Monitoring Failure Detection and Recovery

When an SCTP association is established, a single destination address is selected as the primary destination address and all new data is sent to that primary address by default. This means that the behavior of a multi-homed SCTP association when there are no network losses is similar to behavior of a TCP connection. Alternate, or secondary, destination addresses are only used for redundancy purposes, either to retransmit lost packets or when the primary destination address cannot be reached.

A failover to an alternate destination is performed when the SCTP sender cannot elicit an acknowledgement — either a SACK for a DATA chunk, or a HEARTBEAT ACK for a HEARTBEAT chunk — for a configurable consecutive number of transmissions. The SCTP sender maintains an error-counter is maintained for each destination address and if this counter exceeds a threshold (normally six), the address is marked as inactive, and taken out of service. If the primary destination address is marked as inactive, all data is then switched to a secondary address to complete the failover.

If no data has been sent to an address for a specified time, that endpoint is considered to be idle and a HEARTBEAT packet is transmitted to it. The endpoint is expected to respond to the HEARTBEAT immediately with a HEARTBEAT ACK. As well as monitoring the status of destination addresses, the HEARTBEAT is used to obtain RTT measurements on idle paths. The primary address becomes active again if it responds to a heartbeat.

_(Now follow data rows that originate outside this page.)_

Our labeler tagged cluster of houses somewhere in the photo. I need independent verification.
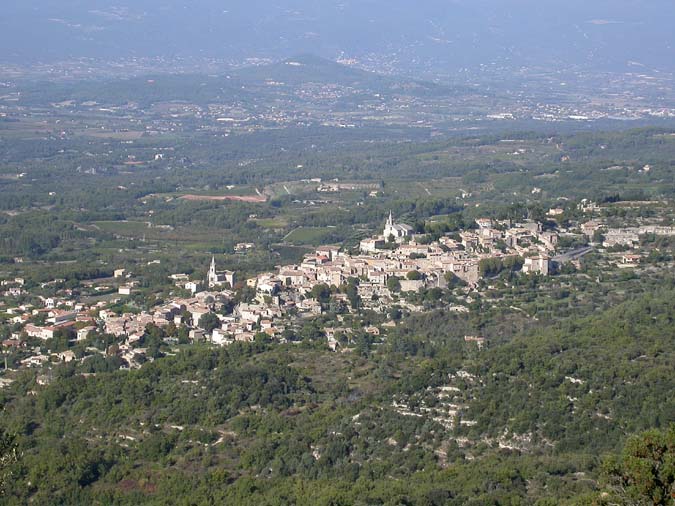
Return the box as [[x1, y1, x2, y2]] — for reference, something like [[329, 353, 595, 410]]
[[153, 214, 558, 344], [0, 214, 558, 364]]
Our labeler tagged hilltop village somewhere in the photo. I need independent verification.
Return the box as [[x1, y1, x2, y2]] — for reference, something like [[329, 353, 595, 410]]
[[2, 202, 675, 376]]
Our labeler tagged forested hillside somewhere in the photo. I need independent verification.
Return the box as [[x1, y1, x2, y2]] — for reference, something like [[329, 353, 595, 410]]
[[0, 278, 675, 505]]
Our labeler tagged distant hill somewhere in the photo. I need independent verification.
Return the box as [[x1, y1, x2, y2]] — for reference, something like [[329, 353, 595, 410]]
[[0, 0, 675, 71]]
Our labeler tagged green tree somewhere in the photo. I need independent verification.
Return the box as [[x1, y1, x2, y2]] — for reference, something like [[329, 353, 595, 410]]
[[0, 432, 18, 497], [604, 424, 675, 506], [199, 313, 220, 334]]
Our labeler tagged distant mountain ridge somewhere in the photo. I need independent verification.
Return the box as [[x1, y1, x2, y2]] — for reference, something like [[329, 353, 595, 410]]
[[0, 0, 675, 70]]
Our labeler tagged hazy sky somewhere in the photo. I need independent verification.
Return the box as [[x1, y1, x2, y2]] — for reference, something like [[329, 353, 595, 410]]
[[0, 0, 675, 70]]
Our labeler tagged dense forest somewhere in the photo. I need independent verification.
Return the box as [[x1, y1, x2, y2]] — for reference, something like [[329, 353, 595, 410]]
[[1, 279, 675, 505]]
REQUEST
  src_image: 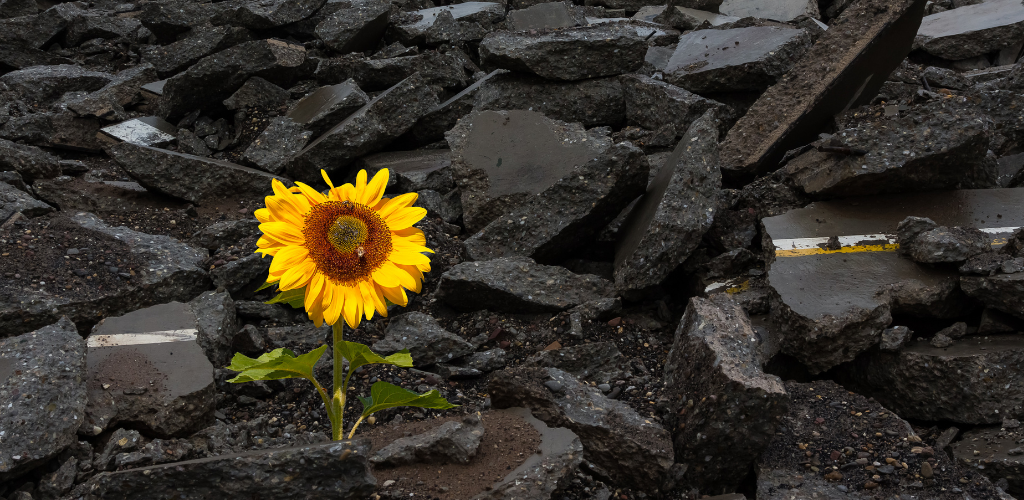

The number of events where heartbeats were not acknowledged within a certain time, or retransmission events occurred is counted on a per association basis, and if a certain limit is exceeded, the peer endpoint is considered unreachable, and the association is closed.

The threshold for detecting an endpoint failure and the threshold for detecting a failure of a specific IP addresses of the endpoint are independent of each other. Each parameter can be separately configured by the SCTP user. Careless configuration of these protocol parameters can lead the association onto the dormant state in which all the destination addresses of the peer are found unreachable while the peer still remains in the reachable state. This is because the overall retransmission counter for the peer is still below the set threshold for detecting the peer failure.